Mechanism: This type doesn't store text directly. Instead, it embeds conversation turns into vectors and stores them in a VectorStore. When memory is needed, it performs a semantic search based on the current input to find the most relevant historical snippets.
Pros: Can handle massive amounts of historical data, retrieving only the most relevant context to avoid token explosions. Achieves true "long-term" and "selective" memory.
Cons: Requires additional vector database infrastructure. Retrieval quality depends on the embedding model and vector DB performance. Implementation is more complex.
Ideal for: Scenarios where the copilot needs to retrieve information from massive chat histories, user documents, or product manuals to provide highly accurate assistance. (This is exactly the direction we will explore later in our "Intelligent Support Knowledge Base" project!)

In this session, we will focus primarily on the first three fundamental and commonly used Memory types to build a solid foundation.

💻 Hands-On Coding (Application in the Copilot Project)

Alright, theory sounds cool, but code is king! Now, let's apply these memory modules to our "Intelligent Support Knowledge Base" project. Imagine a user chatting with our copilot, asking about product features and troubleshooting.

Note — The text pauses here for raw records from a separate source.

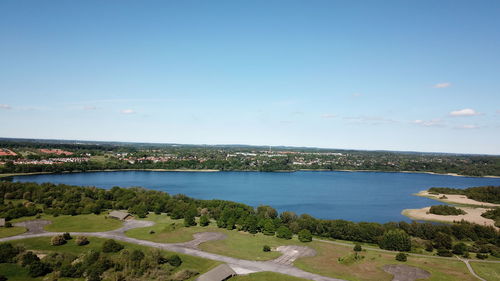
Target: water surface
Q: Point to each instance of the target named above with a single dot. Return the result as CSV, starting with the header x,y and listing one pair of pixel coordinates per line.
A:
x,y
356,196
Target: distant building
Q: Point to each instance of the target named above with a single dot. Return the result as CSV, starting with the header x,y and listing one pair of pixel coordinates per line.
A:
x,y
220,273
120,215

We will use Python and LangChain to build these memory-enabled conversation chains. For demonstration purposes, we'll use a MockLLM to simulate the behavior of a Large Language Model, so you can run the code without configuring a real API key. Of course, in an actual project, you would simply replace this with ChatOpenAI or another real LLM instance.

import os
from langchain.memory import (
    ConversationBufferMemory,
    ConversationBufferWindowMemory,
    ConversationSummaryMemory,
    ConversationSummaryBufferMemory
)
from langchain_core.prompts import PromptTemplate
from langchain.chains import LLMChain, ConversationChain
from langchain_core.messages import AIMessage, HumanMessage

# For demonstration, we use a Mock LLM so you don't need to configure a real API Key
# In production, you would replace this with ChatOpenAI or another LLM
class MockLLM:
    """
    A simple mock LLM used to demonstrate LangChain Memory modules.
    It simulates common replies based on input and simulates summarization behavior.
    """
    def __init__(self, response_delay=0):
        self.response_delay = response_delay

    def invoke(self, prompt: str) -> str:
        """
        Simulate LLM invocation, providing preset replies based on prompt content.
        """
        import time
        time.sleep(self.response_delay) # Simulate network latency or computation time

        # Check if the prompt contains history, usually injected via memory_key
        if "历史对话:" in prompt:
            # Simply extract the history part to avoid overly verbose replies
            history_start = prompt.find("历史对话:")
            history_end = prompt.find("\n当前用户:")
            if history_start != -1 and history_end != -1 and history_start < history_end:
                history = prompt[history_start:history_end].strip()
            else:
                history = "无历史对话"
        else:
            history = "无历史对话"

        if "总结以下对话:" in prompt:
            # Simulate summarization behavior
            return "这是一段关于用户咨询产品功能和故障排除的对话总结。"
        elif "你好" in prompt or "Hello" in prompt:
            return "你好！我是你的智能客服小助手，很高兴为你服务。有什么可以帮你的吗？"
        elif "重置密码" in prompt:
            return "重置密码请访问我们的官方网站，点击'忘记密码'链接，按照指示操作即可。"
        elif "用户名" in prompt:
            return "找回用户名需要您提供注册时的邮箱或手机号进行验证，请问您方便提供吗？"
        elif "产品功能" in prompt:
            return "我们的产品主要有A、B、C三大核心功能，您具体想了解哪一个呢？"
        elif "故障" in prompt or "出问题" in prompt:
            return "很抱歉给您带来不便。请问您遇到了什么具体的问题？我将尝试为您排查。"
        elif "谢谢" in prompt or "感谢" in prompt:
            return "不客气！很高兴能帮到您。还有其他问题吗？"
        else:
            # Default reply, including simple feedback on the current input
            return f"我收到了你的消息：'{prompt.split('当前用户:')[-1].strip() if '当前用户:' in prompt else prompt}'。基于我们之前的交流（{history}），请问还有什么可以为您解答的？"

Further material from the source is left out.